Objective— We sought to compare the synthesis and metabolism of VLDL₁ and VLDL₂ in patients with type 2 diabetes mellitus (DM2) and nondiabetic subjects.

Methods and Results— We used a novel multicompartmental model to simultaneously determine the kinetics of apolipoprotein (apo) B and triglyceride (TG) in VLDL₁ and VLDL₂ after a bolus injection of [²H₃]leucine and [²H₅]glycerol and to follow the catabolism and transfer of the lipoprotein particles. Our results show that the overproduction of VLDL particles in DM2 is explained by enhanced secretion of VLDL₁ apoB and TG. Direct production of VLDL₂ apoB and TG was not influenced by diabetes per se. The production rates of VLDL₁ apoB and TG were closely related, as were the corresponding pool sizes. VLDL₁ and VLDL₂ compositions did not differ in subjects with DM2 and controls, and the TG to apoB ratio of newly synthesized particles was very similar in the 2 groups.
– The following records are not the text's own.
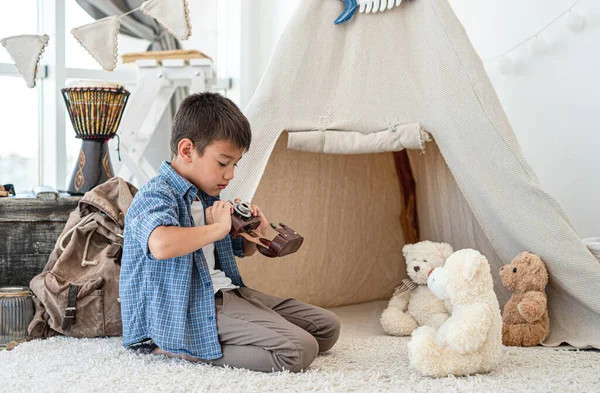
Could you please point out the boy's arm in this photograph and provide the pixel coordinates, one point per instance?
(171, 241)
(153, 221)
(249, 248)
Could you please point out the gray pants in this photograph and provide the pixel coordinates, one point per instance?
(266, 333)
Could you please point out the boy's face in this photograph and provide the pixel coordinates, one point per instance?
(213, 170)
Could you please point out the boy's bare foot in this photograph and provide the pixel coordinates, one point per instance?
(158, 351)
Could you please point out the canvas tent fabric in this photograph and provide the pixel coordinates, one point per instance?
(376, 75)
Plasma glucose, insulin, and free fatty acids together explained 55% of the variation in VLDL₁ TG production rate.

Conclusion— Insulin resistance and DM2 are associated with excess hepatic production of VLDL₁ particles similar in size and composition to those in nondiabetic subjects. We propose that hyperglycemia is the driving force that aggravates overproduction of VLDL₁ in DM2.